The most remarkable thing about this album is hearing how little Thomas has lost of her soulful touch. At 67, she still sounds like she’s belting it out at the Pimlico Club with Tommy Ridgley. On “Somebody Told You”, a track Thomas performed back in her Minit label years, John Medeski prepares the song an octave lower but the songstress opts for the higher original note, reaching it effortlessly. It makes for an unexpectedly exciting moment. But it’s only one of the many manifestations of her flexible voice.
Longtime collaborator Dr. John contributes two tracks to Simply Grand. John and Thomas have a distinct chemistry dating back to Irma’s first song “You Can Have My Husband (But Please Don’t Mess With My Man)” which featured John on guitar. “Be You” was a song originally intended for Etta James but ultimately fell in Thomas’ lap. The song structure is simple and effective. Irma describes how she will beckon to any of her man’s calls even saying she’ll transform into granulated sugar.

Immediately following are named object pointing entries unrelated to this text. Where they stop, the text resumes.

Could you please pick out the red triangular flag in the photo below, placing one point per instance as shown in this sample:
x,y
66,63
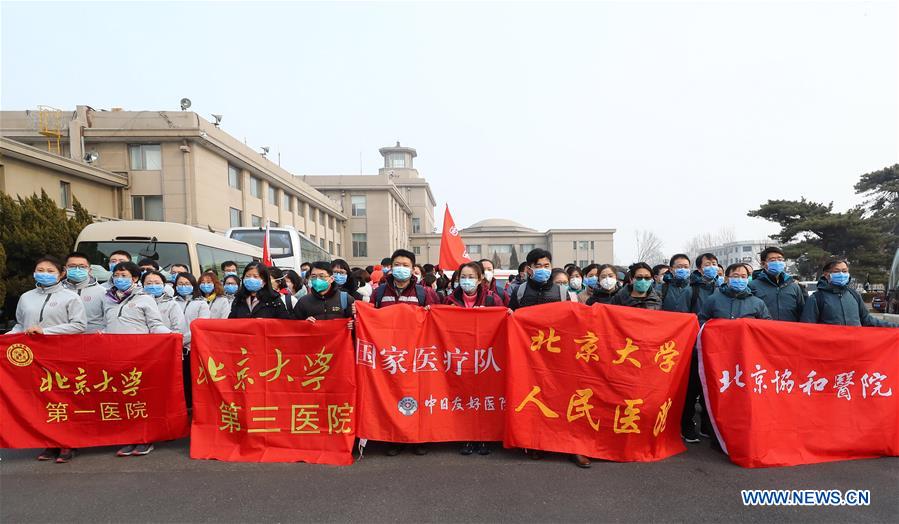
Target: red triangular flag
x,y
452,250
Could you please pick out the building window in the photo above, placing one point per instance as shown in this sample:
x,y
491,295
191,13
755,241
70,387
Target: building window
x,y
236,217
145,157
233,177
147,208
65,195
396,160
357,202
360,245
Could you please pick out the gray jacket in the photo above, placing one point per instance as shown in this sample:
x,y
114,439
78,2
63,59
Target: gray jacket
x,y
55,309
91,293
136,314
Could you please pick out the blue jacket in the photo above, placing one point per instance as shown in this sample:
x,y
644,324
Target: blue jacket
x,y
783,296
727,303
839,305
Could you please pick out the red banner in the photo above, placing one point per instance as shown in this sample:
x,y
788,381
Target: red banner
x,y
784,393
272,391
607,382
78,391
431,376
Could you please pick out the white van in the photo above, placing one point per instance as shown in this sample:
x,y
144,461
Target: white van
x,y
165,242
288,247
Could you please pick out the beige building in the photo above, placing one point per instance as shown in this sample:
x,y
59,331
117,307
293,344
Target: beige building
x,y
507,243
168,166
382,210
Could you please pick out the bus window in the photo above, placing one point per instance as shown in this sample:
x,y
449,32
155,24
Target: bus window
x,y
211,258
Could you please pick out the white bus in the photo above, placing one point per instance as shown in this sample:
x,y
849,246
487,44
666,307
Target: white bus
x,y
288,247
165,242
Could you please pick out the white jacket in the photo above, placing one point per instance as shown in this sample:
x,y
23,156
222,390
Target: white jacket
x,y
56,309
193,309
136,314
91,293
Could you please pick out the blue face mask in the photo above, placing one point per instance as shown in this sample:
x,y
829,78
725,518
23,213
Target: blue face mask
x,y
122,283
154,289
402,273
738,284
542,275
642,286
45,279
683,273
76,274
839,279
252,284
776,267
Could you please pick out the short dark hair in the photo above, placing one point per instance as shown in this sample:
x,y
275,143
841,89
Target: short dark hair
x,y
324,266
129,266
536,254
401,253
768,250
149,262
53,260
710,256
676,257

Other contributions come from more unlikely sources. The opening track “River is Waiting” is taken from John Fogerty. With Henry Butler on piano and a trio of backup vocalists, the song builds into a rising chorus that draws a pulse and rhythm from Graceland-era Paul Simon. There are also selections that feature the likes of Norah Jones, Marcia Ball, and even Randy Newman.

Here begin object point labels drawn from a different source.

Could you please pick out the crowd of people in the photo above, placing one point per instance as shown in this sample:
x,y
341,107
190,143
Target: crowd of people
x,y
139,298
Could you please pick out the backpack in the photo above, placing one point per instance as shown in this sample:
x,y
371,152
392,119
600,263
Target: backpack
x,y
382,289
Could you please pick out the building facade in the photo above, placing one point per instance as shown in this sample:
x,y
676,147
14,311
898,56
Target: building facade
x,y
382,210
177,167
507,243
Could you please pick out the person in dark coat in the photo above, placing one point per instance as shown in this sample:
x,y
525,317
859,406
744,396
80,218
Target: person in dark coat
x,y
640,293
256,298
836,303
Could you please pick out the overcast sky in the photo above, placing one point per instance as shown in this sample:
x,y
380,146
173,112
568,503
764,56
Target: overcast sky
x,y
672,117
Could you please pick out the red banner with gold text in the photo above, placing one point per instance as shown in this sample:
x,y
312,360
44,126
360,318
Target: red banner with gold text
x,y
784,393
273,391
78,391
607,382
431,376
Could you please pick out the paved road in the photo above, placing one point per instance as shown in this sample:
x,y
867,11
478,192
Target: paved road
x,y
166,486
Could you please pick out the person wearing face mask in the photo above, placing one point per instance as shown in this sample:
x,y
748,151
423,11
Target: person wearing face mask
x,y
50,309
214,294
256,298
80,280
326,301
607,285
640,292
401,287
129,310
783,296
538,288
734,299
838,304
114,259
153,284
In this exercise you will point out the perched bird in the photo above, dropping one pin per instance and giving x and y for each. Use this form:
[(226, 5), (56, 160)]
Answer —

“This Bitter Earth” is hopefully a preview of Irma Thomas’ next musical venture. Tender, jazzy and full of hi-hat shimmers and delicate piano handwork, the song is a shining example of her control and subtle manipulation. Thomas digs into the very core of the track’s message while Ellis Marsalis and the rest of the band provide some masterful improvisation. Nowhere else on this album does Thomas’ vocal maturation sound so good and textured — her deep pitch matching the smoky nightclub aesthetic constructed by the instrumentation.
However, not all of the compositions here strike gold. “Overrated”, a new-feel R&B track that features New Orleans pianist Davell Crawford sounds too slick to extract any real emotion. It isn’t the kind of love conundrum single that soulsters are used to hearing from Irma Thomas, at least not the younger Irma Thomas. There’s no sass and the lyrics feel weightless. Perhaps Rounder Records producer Scott Billington and Thomas herself were looking to connect with a younger generation of soul fans and songwriters with this number, but it seems like a misstep compared to the playful, semi-retro vibe that Simply Grand exudes.
While After the Rain proved to be exceedingly resonant following Hurricane Katrina (even though most of the album’s selections were made prior to when the storm struck), Simply Grand shows that Thomas has pondered over and digested the catastrophic changes that mark her hometown. On this album, water is more often associated with renewal and perseverance, and Thomas’ voice carries a strikingly optimistic tone. Songs like “River Is Waiting” and “Underground Stream” find Thomas at peace with what has otherwise been a destructive force in her life. Maybe she has learned to cope with the damage of the past couple of years, but what’s even more remarkable is how well she has managed to hold on to her voice through it all.